Dijkstra-Kersten Sandra M A, Sitnikova Kate, van Marwijk Harm W J, Gerrits Marloes M J G, van der Wouden Johannes C, Penninx Brenda W J H, van der Horst Henriëtte E, Leone Stephanie S
Department of General Practice and Elderly Care Medicine, EMGO institute for Health and Care Research, VU University Medical Center, Amsterdam, The Netherlands.
Department of General Practice and Elderly Care Medicine, EMGO institute for Health and Care Research, VU University Medical Center, Amsterdam, The Netherlands.
J Psychosom Res. 2015 Dec;79(6):614-9. doi: 10.1016/j.jpsychores.2015.07.007. Epub 2015 Aug 3.
In this study, we aimed to examine somatisation as a risk factor for the onset of depressive and anxiety disorders.

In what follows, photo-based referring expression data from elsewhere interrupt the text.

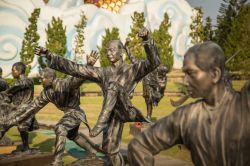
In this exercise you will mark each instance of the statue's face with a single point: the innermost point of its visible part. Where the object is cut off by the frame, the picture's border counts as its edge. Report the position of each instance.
(199, 82)
(113, 52)
(46, 81)
(15, 73)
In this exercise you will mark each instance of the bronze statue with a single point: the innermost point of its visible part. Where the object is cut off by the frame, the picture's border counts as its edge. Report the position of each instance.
(215, 128)
(65, 95)
(117, 81)
(154, 84)
(20, 93)
(3, 83)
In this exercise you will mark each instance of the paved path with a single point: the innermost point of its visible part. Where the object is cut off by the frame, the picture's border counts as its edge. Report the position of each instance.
(159, 159)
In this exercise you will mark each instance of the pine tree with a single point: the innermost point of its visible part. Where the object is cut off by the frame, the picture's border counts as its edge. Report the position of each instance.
(239, 40)
(208, 31)
(109, 35)
(163, 42)
(56, 40)
(229, 9)
(79, 39)
(196, 27)
(137, 49)
(30, 41)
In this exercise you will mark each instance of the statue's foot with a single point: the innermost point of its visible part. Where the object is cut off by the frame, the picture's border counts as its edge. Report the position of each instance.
(96, 131)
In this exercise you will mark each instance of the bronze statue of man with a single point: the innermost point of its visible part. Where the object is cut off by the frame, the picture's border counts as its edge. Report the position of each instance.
(20, 93)
(3, 84)
(215, 128)
(119, 78)
(65, 95)
(153, 84)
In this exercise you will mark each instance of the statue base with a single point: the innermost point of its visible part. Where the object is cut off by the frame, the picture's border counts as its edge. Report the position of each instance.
(30, 158)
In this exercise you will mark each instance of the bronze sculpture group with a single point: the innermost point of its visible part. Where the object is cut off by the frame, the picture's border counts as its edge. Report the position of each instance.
(215, 128)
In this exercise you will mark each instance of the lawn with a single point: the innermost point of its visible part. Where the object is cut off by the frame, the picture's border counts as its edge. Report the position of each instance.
(92, 107)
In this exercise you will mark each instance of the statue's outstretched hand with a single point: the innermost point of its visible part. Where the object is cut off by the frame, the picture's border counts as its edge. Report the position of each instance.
(92, 58)
(41, 51)
(144, 34)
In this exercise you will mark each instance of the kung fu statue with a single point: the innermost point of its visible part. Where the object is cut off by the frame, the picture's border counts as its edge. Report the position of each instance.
(215, 128)
(153, 84)
(116, 81)
(22, 92)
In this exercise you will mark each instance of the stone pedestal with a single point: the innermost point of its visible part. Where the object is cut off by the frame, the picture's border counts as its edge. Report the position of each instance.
(26, 159)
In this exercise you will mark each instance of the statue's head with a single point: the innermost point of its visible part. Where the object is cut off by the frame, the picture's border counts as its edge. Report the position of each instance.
(204, 66)
(47, 76)
(114, 50)
(18, 69)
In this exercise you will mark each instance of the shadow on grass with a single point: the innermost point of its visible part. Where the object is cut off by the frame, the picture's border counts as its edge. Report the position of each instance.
(46, 146)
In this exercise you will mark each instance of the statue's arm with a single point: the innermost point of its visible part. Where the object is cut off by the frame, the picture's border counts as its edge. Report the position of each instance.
(20, 85)
(145, 67)
(74, 69)
(28, 110)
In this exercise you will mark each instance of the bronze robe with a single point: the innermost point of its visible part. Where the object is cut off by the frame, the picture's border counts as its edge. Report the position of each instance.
(215, 136)
(126, 76)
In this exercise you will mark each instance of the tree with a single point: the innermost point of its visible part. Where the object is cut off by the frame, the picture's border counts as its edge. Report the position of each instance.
(229, 9)
(208, 31)
(109, 35)
(56, 40)
(239, 40)
(196, 27)
(79, 39)
(163, 42)
(137, 49)
(30, 41)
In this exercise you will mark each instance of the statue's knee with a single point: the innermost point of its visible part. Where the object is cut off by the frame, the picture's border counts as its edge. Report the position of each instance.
(60, 130)
(72, 136)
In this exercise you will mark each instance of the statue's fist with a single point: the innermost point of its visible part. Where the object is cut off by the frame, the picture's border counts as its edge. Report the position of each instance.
(143, 33)
(41, 51)
(92, 58)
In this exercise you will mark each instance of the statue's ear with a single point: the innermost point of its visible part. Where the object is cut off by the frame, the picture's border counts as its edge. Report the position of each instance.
(216, 74)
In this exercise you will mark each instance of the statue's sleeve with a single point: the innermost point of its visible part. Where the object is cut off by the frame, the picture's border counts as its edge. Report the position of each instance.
(162, 135)
(245, 93)
(142, 68)
(73, 82)
(20, 85)
(76, 70)
(26, 111)
(3, 85)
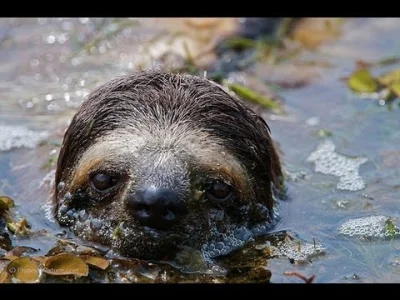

4-year follow-up data from the Netherlands Study of Depression and Anxiety (NESDA), a multisite cohort study of the course of depression and anxiety, was analysed. Participants (18-65 years) without a lifetime depressive or anxiety disorder at baseline were included (n=611). Somatisation was measured at baseline with the somatisation subscale of the 4 Dimensional Symptoms Questionnaire. Onset of depression and anxiety was assessed with the CIDI interview at 2-year and 4-year follow-up.
Somatisation was a risk factor for the incidence of depression [Hazard Ratio per unit increase (HR); 95% Confidence Interval (CI): 1.13; 1.09-1.17] and anxiety [HR; 95% CI: 1.14; 1.09-1.18]. Associations attenuated but remained statistically significant after adjusting for socio-demographic characteristics, chronic somatic disorders, and baseline levels of (subclinical) depressive or anxiety symptoms [adjusted HR for depression; 95% CI: 1.06; 1.00-1.12, adjusted HR for anxiety; 95% CI: 1.13; 1.07-1.20].
Persons who somatise have an increased risk of becoming depressed or anxious in subsequent years, over and above baseline levels of depressive or anxiety symptoms. They may represent a target group for prevention of depressive and anxiety disorders.
在本研究中,我们旨在检验躯体化作为抑郁和焦虑障碍发病的一个风险因素。
分析了荷兰抑郁与焦虑研究(NESDA)的4年随访数据,该研究是一项关于抑郁和焦虑病程的多中心队列研究。纳入了基线时无终生抑郁或焦虑障碍的参与者(18 - 65岁)(n = 611)。在基线时用4维度症状问卷的躯体化子量表测量躯体化。在2年和4年随访时用复合性国际诊断交谈检查表(CIDI)访谈评估抑郁和焦虑的发病情况。
躯体化是抑郁发病的一个风险因素[每单位增加的风险比(HR);95%置信区间(CI):1.13;1.09 - 1.17]和焦虑发病的风险因素[HR;95% CI:1.14;1.09 - 1.18]。在调整了社会人口学特征、慢性躯体疾病以及(亚临床)抑郁或焦虑症状的基线水平后,关联减弱但仍具有统计学意义[抑郁的调整后HR;95% CI:1.06;1.00 - 1.12,焦虑的调整后HR;95% CI:1.13;1.07 - 1.20]。
有躯体化表现的人在随后几年中出现抑郁或焦虑的风险增加,超过了抑郁或焦虑症状的基线水平。他们可能是预防抑郁和焦虑障碍的目标群体。